A new study has found evidence of reproduction in the earliest organisms known so far. They’re deepwater, soft-bodied creatures who lived in the ocean around 565 million years ago.
The scientific community refers to them as “rangeomorphs” and labeled them some of the first complex animals to be found on the face of the Earth. The researchers say that these aquatic creatures could grow up to be 6.5 feet (2 meters) long, however most of them only grew to be 4 inches (10 centimeters) long.
An interesting finding is that the organisms don’t seem to have had mouths or organs, and they were unable to move around. They supposedly absorbed nutrients right from the water around them.
Despite all of this, the rangeomorphs had not only one (1), but two (2) highly complex modes of reproduction. When they did reproduce, they first sent an “advance party” to settle in a new neighborhood, then colonized this new neighborhood.
Emily Mitchell, lead author on the study and postdoctoral researcher from the University of Cambridge, the department of Earth sciences, gave a statement to Discovery News saying that “The complexity of Fractofusus’ (a type of rangeomorphs) reproductive mode is intriguing, in part, because it would be surprising if large complex organisms hadn’t existed prior to this development”.
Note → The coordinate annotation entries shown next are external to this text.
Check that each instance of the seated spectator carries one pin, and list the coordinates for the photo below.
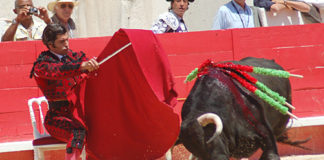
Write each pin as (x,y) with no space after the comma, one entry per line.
(24,27)
(310,12)
(234,14)
(62,10)
(172,21)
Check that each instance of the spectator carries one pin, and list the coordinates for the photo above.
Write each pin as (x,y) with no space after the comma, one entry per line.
(234,14)
(172,21)
(24,27)
(56,72)
(310,12)
(62,10)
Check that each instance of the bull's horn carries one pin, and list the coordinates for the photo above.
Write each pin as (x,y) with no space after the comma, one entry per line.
(208,118)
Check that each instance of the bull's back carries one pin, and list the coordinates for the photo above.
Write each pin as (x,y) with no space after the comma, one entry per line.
(282,86)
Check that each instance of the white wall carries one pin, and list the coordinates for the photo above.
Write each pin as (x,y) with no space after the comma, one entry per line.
(104,17)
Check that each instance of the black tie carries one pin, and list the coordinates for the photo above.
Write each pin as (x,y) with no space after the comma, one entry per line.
(63,59)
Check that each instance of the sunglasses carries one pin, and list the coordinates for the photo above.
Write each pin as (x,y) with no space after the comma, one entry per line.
(67,5)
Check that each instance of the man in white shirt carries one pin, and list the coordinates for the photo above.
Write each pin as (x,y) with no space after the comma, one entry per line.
(24,27)
(172,21)
(234,14)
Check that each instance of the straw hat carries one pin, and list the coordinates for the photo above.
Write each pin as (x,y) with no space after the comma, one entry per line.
(51,5)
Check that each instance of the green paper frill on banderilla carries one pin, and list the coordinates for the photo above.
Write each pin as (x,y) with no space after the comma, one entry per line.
(271,97)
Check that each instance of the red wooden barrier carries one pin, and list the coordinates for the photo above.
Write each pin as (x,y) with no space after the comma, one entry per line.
(299,49)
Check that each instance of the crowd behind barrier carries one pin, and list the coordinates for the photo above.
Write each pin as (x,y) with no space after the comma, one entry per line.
(263,15)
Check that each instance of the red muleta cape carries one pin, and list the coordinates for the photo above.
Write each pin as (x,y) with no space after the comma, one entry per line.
(129,104)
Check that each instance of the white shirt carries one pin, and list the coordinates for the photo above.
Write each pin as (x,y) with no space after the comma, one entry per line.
(22,33)
(232,15)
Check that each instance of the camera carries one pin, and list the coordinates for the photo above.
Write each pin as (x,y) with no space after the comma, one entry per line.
(33,11)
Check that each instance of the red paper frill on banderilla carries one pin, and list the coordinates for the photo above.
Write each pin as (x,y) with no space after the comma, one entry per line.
(129,104)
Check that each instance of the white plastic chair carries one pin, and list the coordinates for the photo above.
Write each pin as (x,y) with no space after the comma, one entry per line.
(43,141)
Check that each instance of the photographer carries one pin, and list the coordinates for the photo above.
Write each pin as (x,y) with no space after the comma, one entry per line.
(24,27)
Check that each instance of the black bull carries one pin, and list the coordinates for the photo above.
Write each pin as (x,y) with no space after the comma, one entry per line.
(240,122)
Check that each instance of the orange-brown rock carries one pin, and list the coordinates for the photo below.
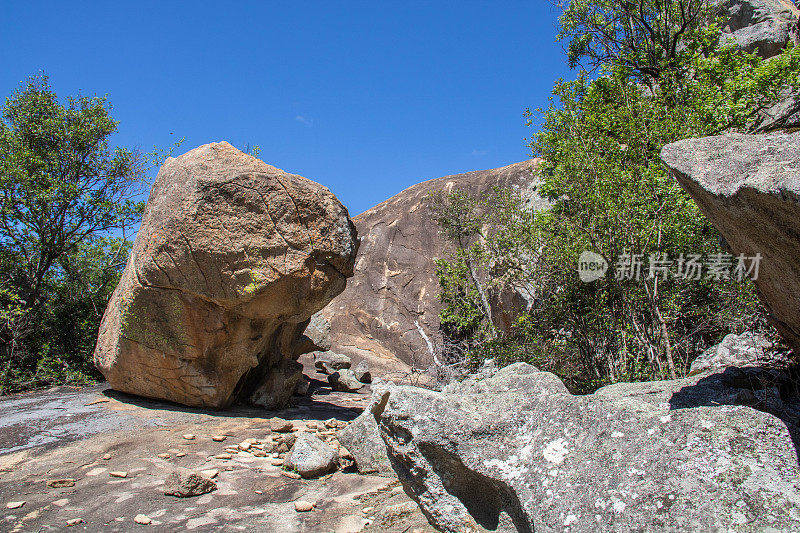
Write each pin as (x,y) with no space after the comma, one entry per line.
(232,259)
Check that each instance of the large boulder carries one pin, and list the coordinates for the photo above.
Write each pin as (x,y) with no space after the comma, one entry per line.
(389,312)
(515,451)
(364,442)
(749,188)
(761,26)
(232,259)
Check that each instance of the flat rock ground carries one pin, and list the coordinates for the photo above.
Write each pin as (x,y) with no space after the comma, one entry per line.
(86,433)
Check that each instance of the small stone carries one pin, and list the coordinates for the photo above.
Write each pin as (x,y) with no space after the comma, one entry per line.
(302,506)
(280,425)
(60,483)
(185,483)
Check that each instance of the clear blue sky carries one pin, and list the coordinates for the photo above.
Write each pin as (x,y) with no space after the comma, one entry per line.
(367,98)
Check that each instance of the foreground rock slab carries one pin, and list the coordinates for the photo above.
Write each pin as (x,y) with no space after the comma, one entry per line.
(749,187)
(233,258)
(515,451)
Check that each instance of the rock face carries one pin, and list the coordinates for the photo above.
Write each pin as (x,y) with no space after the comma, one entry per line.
(344,380)
(749,187)
(762,26)
(232,259)
(184,483)
(310,457)
(515,451)
(363,441)
(390,308)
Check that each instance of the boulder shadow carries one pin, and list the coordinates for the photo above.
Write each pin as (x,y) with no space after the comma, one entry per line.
(773,391)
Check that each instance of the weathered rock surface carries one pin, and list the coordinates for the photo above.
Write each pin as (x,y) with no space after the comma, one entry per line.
(316,337)
(310,457)
(330,362)
(233,258)
(185,483)
(362,373)
(762,26)
(344,380)
(515,451)
(748,186)
(740,351)
(363,441)
(390,310)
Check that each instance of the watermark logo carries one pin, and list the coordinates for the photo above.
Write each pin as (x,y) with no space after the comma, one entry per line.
(715,267)
(591,266)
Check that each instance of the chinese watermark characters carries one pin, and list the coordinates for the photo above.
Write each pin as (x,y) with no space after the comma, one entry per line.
(717,267)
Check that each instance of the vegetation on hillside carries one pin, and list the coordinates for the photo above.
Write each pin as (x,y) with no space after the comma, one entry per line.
(68,201)
(654,72)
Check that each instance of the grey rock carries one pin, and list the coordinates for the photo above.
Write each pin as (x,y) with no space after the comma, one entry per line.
(364,442)
(362,372)
(185,483)
(232,259)
(301,389)
(389,312)
(344,381)
(749,188)
(515,451)
(310,457)
(746,350)
(330,362)
(762,26)
(316,337)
She went on to add that these animals don’t look like anything that scientists have in their fossil records, which makes it very difficult to fully understand them. But Mitchell and her team have developed “a whole new way of looking at them”, which at least helped field experts gain valuable insight into how they reproduced.
The research team studied the fossils of several Fractofusus found in southeastern Canada. The experts combined computer modeling with high resolution GPS and statistical techniques, and managed to find a pattern in the population distribution of the Fractofusus.
The largest members of the population, dubbed “grandparent” specimens, were distributed randomly around the environment and surrounded by smaller members of the population, dubbed “parent” specimens, and even smaller members dubbed “children” specimens.
The researchers inform that modern day plants show the same exact patter of grandparent being surrounded by parents, surrounded by children.
And here’s where the two (2) highly complex modes of reproduction finally get explained. On one hand, ejected waterborne spores or seeds gave birth to “grandparent” specimens, on the other, “runners” sent by older generation gave birth to “parent” and “children” specimens. The latter process is not unlike what can be seen in strawberry plants today.
Mitchell and her team also concluded that Fractofusus reproduced asexually due to their “generational” clustering. Mitchell stressed that the rangeomorphs’ ability to switch between the two (2) modes of reproduction proves that they had a very sophisticated underlying biology “at a point in time when most other forms of life were incredibly simple”.
To this day, researchers are not sure what type of animal the rangeomorphs were, but they hope that the new study will help the scientific community gain a better understanding of the origins of modern day marine life.
The study was published earlier this week, in the journal Nature.